Chapman Tripp
- No. of offices: 3
- No. of attorneys: 180+
- No. of employees: c.400
- Major practice areas: General Practice
- Key people: Pip England (Chief Executive Partner); Emma Sutcliffe (Chair of the Board); Sophia Gunn (Chief Operations Officer);
- Date founded: 1875
- Website: chapmantripp.com

= Chapman Tripp =

Commercial law firm in New Zealand

Chapman Tripp is one of New Zealand's largest commercial law firms. It is considered one of the "big three" law firms along with Russell McVeagh and Bell Gully. Established in New Zealand in 1875, it now has around 53 partners and roughly 180 legal staff across its offices in Auckland, Wellington and Christchurch.

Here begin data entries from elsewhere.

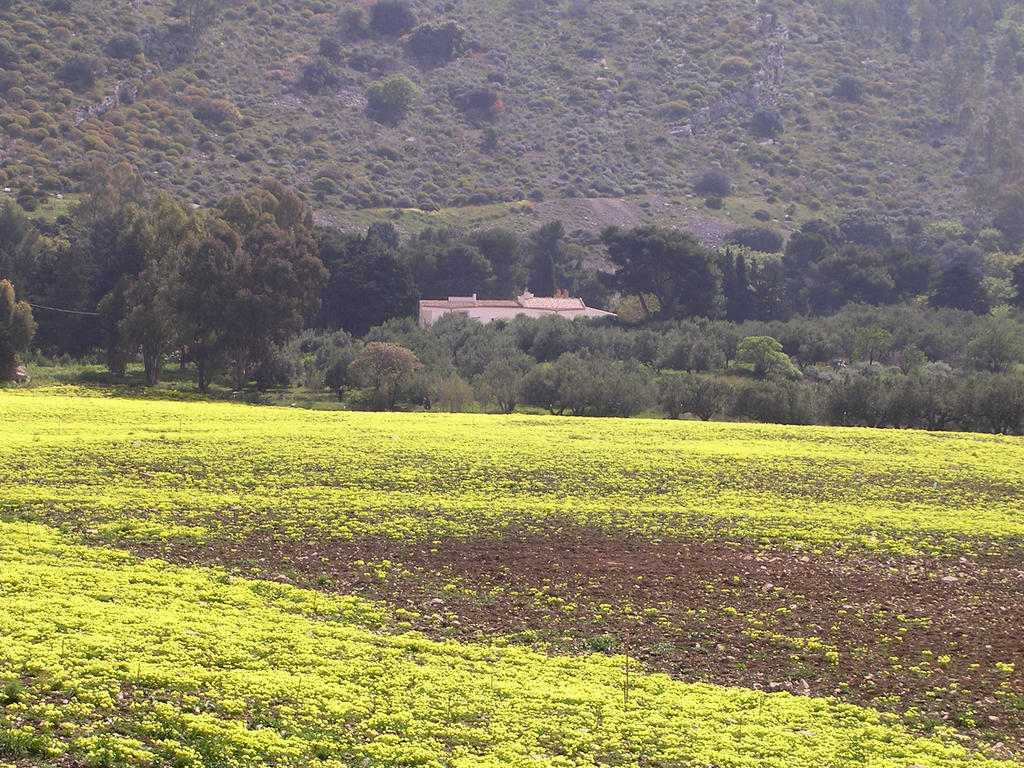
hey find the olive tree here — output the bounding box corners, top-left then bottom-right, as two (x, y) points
(348, 341), (422, 409)
(734, 335), (801, 380)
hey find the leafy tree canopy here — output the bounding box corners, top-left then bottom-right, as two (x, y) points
(602, 225), (721, 320)
(366, 74), (419, 124)
(0, 279), (35, 378)
(734, 335), (801, 380)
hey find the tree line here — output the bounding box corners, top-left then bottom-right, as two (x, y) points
(6, 166), (1024, 366)
(245, 302), (1024, 434)
(2, 169), (1024, 434)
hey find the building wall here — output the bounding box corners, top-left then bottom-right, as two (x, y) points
(419, 306), (612, 327)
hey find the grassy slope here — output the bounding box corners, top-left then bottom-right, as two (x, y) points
(0, 0), (1011, 237)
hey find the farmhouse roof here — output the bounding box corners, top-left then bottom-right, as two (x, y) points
(418, 290), (615, 328)
(420, 291), (591, 311)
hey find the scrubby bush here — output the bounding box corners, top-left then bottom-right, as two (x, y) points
(0, 70), (22, 94)
(193, 98), (241, 126)
(694, 168), (731, 196)
(318, 37), (343, 61)
(369, 0), (416, 35)
(56, 53), (102, 91)
(833, 75), (864, 102)
(727, 226), (784, 253)
(657, 101), (691, 120)
(719, 55), (752, 76)
(749, 108), (783, 138)
(454, 87), (504, 124)
(406, 21), (467, 64)
(106, 33), (143, 59)
(347, 52), (397, 73)
(299, 57), (339, 95)
(0, 40), (16, 67)
(366, 74), (418, 123)
(338, 6), (369, 38)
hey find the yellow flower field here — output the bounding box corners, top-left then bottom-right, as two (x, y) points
(0, 521), (1015, 768)
(1, 389), (1022, 766)
(2, 389), (1022, 553)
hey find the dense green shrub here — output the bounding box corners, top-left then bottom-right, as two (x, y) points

The firm practices in all areas of corporate and commercial, property, construction, finance, tax, dispute resolution, environmental and public law.

==History==
Chapman Tripp started as a one-man practice in Wellington in 1875 with Martin Chapman. Chapman was joined in partnership by William Fitzgerald in 1882 and then by Leonard Owen Howard Tripp in 1889, who spent a record 69 years with the firm.

The firm went through many name changes, reverting to Chapman Tripp & Co in 1949.

In 1962 the firm opened an Auckland office, becoming the first law firm to have offices in both Auckland and Wellington. In 1985 Chapman Tripp merged with Sheffield Young and Ellis, becoming Chapman Tripp Sheffield Young, and in late 1997 the Christchurch office was opened.

==Notable alumni==
Supreme Court judge Justice Arnold was a partner of predecessor firm Chapman Tripp Sheffield Young between 1985 and 1994. He later served as Solicitor-General between 2000 and 2006 before becoming a judge of the Court of Appeal, sitting from 2006 until his elevation to the Supreme Court.

The Honourable Justice Sir Mark O'Regan of the Court of Appeal served as partner at Chapman Tripp from 1984. He was appointed to the High Court in 2001, and was elevated to the Court of Appeal in 2004 where he served as President of the Court of Appeal, until his elevation to the Supreme Court in September 2014. Justice Miller was a partner at Chapman Tripp from 1987, until appointment to the High Court in 2004, then to the Court of Appeal in June 2013, and to the Supreme Court in December 2023.

High Court judges Collins, Ellis, Gilbert, Jagose, Katz, MacKenzie and Peters of the High Court all previously held roles at Chapman Tripp, as have a number of District Court judges.

Other notable alumni include:
- Althea Carbon, founder of Charity-IT
- Philip Cooke (1893–1956), judge and decorated WWI veteran
- Stephen Franks (born 1950), politician, lawyer and media commentator
- Rez Gardi, international lawyer and human rights activist

==Supporting the community==
Chapman Tripp has formal partnerships with nine community organisations, BLAKE, New Zealand Opera, First Foundation, Māia Health Foundation, The Aotearoa Circle, Auckland City Mission, Wellington City Mission, Centre for Sustainable Finance, and Circa Theatre.

Chapman Tripp sponsored the Chapman Tripp Theatre Awards from 1992 - 2014. Chapman Tripp has also supported the Auckland Philharmonia Orchestra, Orchestra Wellington, the Christchurch Symphony Orchestra.

==Rankings==
Chapman Tripp is regularly ranked as one of New Zealand's leading law firms, and is considered a top-tier firm in Banking, Finance and Project Finance; Capital Markets; Corporate Commercial and M&A; Dispute Resolution; Real Estate & Construction; and Restructuring and Insolvency.